Capital Regional District still waiting for confirmation of funding from province, feds for sewage treatment plant

The constant news cycle may have bumped Greater Victoria’s wastewater treatment project to the back burner.

But work continues on the Capital Regional District’s largest-ever infrastructure expenditure – $782 million at last estimate. This, despite the lack of guarantees about the funding level from the CRD’s partners, the provincial and federal governments.

Readers will remember the commitment made by those two parties to the agreement was one-third each, along with the CRD’s one-third share of the cost.

The CRD has been spending money at a good clip since being ordered in 2006 to replace, with full wastewater treatment, the current practice of piping screened raw sewage into the Juan de Fuca Strait.

To date, roughly $18 million has been spent on consultants’ fees, land acquisitions and other undertakings in preparation for this massive project.
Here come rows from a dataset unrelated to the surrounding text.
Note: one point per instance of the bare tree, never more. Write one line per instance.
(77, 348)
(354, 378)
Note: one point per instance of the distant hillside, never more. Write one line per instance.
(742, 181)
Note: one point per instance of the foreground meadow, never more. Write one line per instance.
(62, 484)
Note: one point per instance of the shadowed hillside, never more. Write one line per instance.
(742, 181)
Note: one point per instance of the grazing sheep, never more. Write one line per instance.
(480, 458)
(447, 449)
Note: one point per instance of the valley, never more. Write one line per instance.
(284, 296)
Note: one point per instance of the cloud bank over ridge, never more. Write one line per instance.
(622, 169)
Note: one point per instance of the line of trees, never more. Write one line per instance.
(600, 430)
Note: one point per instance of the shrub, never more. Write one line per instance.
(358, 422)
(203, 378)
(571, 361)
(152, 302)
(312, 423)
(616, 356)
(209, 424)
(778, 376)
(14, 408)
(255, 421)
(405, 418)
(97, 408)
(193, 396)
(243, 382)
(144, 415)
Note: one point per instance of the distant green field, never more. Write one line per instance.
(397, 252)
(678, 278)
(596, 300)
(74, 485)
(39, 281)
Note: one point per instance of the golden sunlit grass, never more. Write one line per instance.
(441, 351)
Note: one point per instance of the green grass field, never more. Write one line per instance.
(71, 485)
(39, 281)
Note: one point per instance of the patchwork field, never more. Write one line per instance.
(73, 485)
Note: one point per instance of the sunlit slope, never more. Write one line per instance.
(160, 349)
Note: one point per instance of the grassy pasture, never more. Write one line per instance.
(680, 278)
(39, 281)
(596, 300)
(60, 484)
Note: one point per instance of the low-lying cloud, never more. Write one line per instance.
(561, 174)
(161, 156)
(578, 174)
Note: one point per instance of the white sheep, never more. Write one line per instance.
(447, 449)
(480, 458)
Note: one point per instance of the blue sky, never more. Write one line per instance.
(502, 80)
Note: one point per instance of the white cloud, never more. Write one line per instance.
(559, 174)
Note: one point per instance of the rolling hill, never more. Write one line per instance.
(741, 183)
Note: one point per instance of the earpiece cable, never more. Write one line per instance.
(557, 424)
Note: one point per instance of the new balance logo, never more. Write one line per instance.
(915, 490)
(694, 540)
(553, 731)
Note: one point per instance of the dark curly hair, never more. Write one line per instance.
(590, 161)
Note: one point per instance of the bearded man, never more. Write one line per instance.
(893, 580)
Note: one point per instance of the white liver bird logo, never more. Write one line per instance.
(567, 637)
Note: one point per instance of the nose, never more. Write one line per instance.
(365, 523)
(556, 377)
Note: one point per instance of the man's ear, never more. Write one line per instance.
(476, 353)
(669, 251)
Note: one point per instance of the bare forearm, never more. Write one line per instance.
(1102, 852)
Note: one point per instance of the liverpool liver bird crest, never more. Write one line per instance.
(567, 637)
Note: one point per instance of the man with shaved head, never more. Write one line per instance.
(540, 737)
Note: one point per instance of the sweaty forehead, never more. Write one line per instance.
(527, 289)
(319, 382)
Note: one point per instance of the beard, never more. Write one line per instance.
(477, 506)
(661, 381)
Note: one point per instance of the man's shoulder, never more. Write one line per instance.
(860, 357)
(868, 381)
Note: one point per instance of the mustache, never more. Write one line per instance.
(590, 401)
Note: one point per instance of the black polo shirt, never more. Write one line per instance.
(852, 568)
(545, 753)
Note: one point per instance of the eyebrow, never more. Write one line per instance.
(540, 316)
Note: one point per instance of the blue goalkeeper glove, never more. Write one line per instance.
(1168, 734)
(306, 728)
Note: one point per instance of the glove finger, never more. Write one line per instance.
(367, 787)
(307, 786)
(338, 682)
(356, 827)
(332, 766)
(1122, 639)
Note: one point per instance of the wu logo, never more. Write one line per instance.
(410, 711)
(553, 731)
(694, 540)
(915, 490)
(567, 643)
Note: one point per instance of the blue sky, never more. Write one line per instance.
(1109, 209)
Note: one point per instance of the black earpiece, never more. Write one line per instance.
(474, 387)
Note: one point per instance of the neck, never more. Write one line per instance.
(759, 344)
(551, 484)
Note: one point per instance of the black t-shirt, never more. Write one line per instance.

That’s a heck of a pile of money to spend before a single shovel or backhoe hits the ground.

Given the rate of spending, the appropriate time is now for taxpayers to start questioning their CRD representatives about where the money is going. CRD liquid waste management committee chair Denise Blackwell is optimistic the promised money will show up soon, but is that enough for the average resident, whose property taxes will be jacked up as a result of the project?

The Ministry of Community, Sport and Cultural Development – overseen by Oak Bay-Gordon Head MLA Ida Chong – says the province still intends to fund one-third of eligible project costs. Admitting that discussions about governance are ongoing between the CRD, the province and the feds, Chong said in the legislature this spring that when the funding can be released, the NDP – and we hope, the public – will be first to know.

For now it’s all talk.

Taxpayers need to pressure local representatives to go up the governmental food chain and get some better answers, before much more of our money is spent on this project.